I wonder how the theologians who are practicing today think of Fernandez’s lack of esteem for them. It reminds me of an old joke in the British magazine Punch: “Nearly all our best men are dead! Carlyle, Tennyson, Browning, George Eliot!—I’m not feeling so well myself.” The absurdist playwright Ionesco improved this with a contemporary twist: “God is dead. Marx is dead. And I don’t feel so well myself.” Fernandez is supposedly the ghostwriter of two encyclicals, which certainly makes him an important theologian in his own right.
Fernandez marched on from his nostalgia of “the greats” with this comment on liberation theologians, “Not even that which they call ‘liberation theology’ has theologians at the level of Gustavo Gutierrez. Something has gone wrong.” I’d like to know what the holy remnant of liberationists thinks about this insight of the new prefect.
Liberation theology certainly was discredited by the fall of the Soviet Bloc. One liberation theologian said only months before the fall of the Berlin Wall that East Germany was truly a workers’ utopia. The collapse of European Marxist governments took the theologians by surprise. The fall of those governments came about, said Joseph Ratzinger, because the Communist regimes “had changed the world without knowing what was good for the world and what was not; without knowing in what direction it must be changed so as to be better. Mere praxis gives no light” (“New Questions that Arose in the Nineties” in Truth and Tolerance: Christian Belief and World Religions, Ignatius Press).
But certainly, the demise of European communist dictatorships was not due to the Congregation for the Doctrine of the Faith’s teaching on liberation theology in two documents. Is Cardinal Fernandez in charge of finding new geniuses for the intellectual discipline of theology? If so, that makes me nervous.
So does the prefect’s example of what would require an intervention regarding a doctrinal error:
Obviously, if someone says that Jesus is not a real man or that all immigrants should be killed, that will require strong intervention. But at the same time, that [intervention] can be an opportunity to grow, to enrich our understanding. For example, in those cases, it would be necessary to accompany that person in their [sic] legitimate intention to better show the divinity of Jesus Christ, or it will be necessary to talk about some imperfect, incomplete or problematic immigration legislation.
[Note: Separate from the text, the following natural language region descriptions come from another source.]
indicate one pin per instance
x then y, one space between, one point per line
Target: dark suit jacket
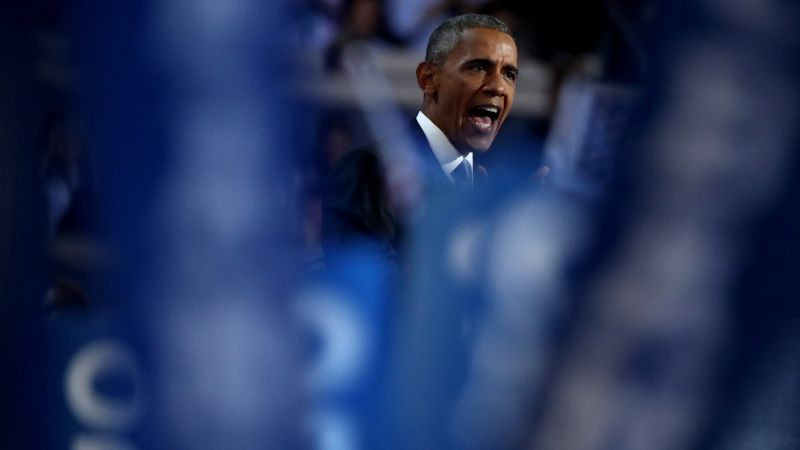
357 206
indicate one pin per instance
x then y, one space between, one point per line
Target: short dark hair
446 36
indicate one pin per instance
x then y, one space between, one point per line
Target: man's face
474 88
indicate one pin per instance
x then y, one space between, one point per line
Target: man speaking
467 81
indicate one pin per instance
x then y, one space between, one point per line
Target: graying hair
447 35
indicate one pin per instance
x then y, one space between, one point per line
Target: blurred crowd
162 185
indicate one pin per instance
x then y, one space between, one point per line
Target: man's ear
428 78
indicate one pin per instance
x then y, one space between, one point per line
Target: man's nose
493 85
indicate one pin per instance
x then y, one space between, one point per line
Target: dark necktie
461 174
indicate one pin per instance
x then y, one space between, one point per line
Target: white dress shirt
447 155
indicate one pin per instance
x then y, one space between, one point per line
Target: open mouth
483 116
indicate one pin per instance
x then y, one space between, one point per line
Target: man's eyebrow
486 61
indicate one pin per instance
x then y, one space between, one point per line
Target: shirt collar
447 155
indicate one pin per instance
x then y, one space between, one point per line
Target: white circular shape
88 405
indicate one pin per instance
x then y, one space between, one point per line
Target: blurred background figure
161 167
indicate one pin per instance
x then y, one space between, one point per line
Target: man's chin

Docetism peaked too early and genocide must be talked to reasonably! It is hard, sometimes, to come up with examples spontaneously, but these are egregiously awkward.
His comment on the dicastery’s 2021 negative estimation of an approved blessing for same-sex couples is that the declaration does not “smell like Francis.” How does he intend to deodorize or perfume the ideas it expressed? He believes that “there are expressions that are theologically correct but that can be easily misunderstood.” He gives the smelly sentence “God does not bless sin” as an example. I wonder what his theological olfactory sense detects about Veritatis Splendor, although he says that it is quite “solid.”
The Pillar, which zealously publishes allegations of priestly abuse, rather gently asked about the prefect’s responsibilities with regard to abuse cases. Cardinal Fernandez said that accusations of his own “errors” in cases in his archdiocese were not to the point because he “followed the procedures that were in force at the time…Today we have better procedures than at that time and that makes things easier.”
Somehow, the prelate’s now famous book on kissing did not come up in the interview. Fernandez wrote the book Heal Me with Your Mouth way back in 1995. He said the book was catechesis for young people on kissing. I’m sure it got their interest.
The text says that he was not writing from his own experience, but a lot of it sounds convincing. I remember a conversation with a Dominican priest and theologian who once described the house of a benefactor as having “the decor of a Persian bordello.” I asked him how he knew to make the comparison. “Wide reading,” he said, without missing a beat.
The interview was probably related to the pushback that came because of the announcement of the appointment. That’s a bit frightening. If this is “damage control,” what can we expect in the future?